I'm of the opinion that when cooking it makes sense to open window/roof light to ensure good ventilation, and as previously mentioned, certainly with the fiat vans, there does appear to be plenty of ventilation . The fridge and the heating are both externally vented so it would just be the cooker/gas hob when in use that should not be issue if the vent opened while these are in use and for a short time afterwards unless anyone knows different?

Somewhere out there is an easy solution  wonder who will be the first to solve it... ?

Wheres the data on the maximum speeds for the Heki mini and Heki 3? Thanks in advance.

David


----------



## rowley

David, the website that I quoted earlier has the seals for the Mini Heki as well as the Midi. There does not appear to be any seals for the other Heki models.


----------



## kenp

This issue was also covered on 6 Mar 08 under the heading "Heki Midi Wind Deflector. My comments reproduced below will lead you to the parts diagram and part numbers.

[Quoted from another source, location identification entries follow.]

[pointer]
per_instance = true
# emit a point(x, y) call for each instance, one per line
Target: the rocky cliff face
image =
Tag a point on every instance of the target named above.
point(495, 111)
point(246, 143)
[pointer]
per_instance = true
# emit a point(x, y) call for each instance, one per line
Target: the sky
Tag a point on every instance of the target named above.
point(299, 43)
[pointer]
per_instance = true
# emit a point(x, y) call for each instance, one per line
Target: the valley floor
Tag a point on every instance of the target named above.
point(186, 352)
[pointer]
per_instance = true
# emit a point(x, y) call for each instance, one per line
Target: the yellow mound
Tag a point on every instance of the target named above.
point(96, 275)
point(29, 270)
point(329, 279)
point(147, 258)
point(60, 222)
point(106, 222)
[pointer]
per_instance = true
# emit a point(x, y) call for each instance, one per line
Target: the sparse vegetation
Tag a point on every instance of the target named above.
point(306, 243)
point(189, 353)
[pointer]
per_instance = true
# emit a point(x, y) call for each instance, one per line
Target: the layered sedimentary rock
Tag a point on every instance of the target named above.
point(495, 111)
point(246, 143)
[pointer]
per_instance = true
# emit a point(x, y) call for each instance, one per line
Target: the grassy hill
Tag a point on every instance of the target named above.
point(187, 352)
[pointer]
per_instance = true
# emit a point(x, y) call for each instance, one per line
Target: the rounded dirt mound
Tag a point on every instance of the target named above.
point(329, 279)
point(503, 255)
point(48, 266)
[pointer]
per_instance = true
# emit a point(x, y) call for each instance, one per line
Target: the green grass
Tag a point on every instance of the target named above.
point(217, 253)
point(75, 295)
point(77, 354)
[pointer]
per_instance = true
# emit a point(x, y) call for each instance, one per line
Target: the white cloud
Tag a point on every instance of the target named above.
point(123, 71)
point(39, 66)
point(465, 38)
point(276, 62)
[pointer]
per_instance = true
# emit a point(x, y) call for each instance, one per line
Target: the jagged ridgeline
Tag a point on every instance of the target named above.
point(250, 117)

"Why not convert your fixed ventilation to sealed (provided you have other fixed ventilation).

There are seals for both the Midi (BG1521)and Mini (BG1327 about £10 including P&P) which will cut down the draught and wind noise.

To see the spares diagrams and to order parts go to:

www.leisurespares.co.uk

Open "Contact" page then on LHS click on Seitz Heki Rooflights then pick the appropriate size. You will then see the engineering drawing followed by the "exploded" parts diagram and below that the parts list.

If you phone or email Leisure spares you will find them most helpful. "

Kenp


----------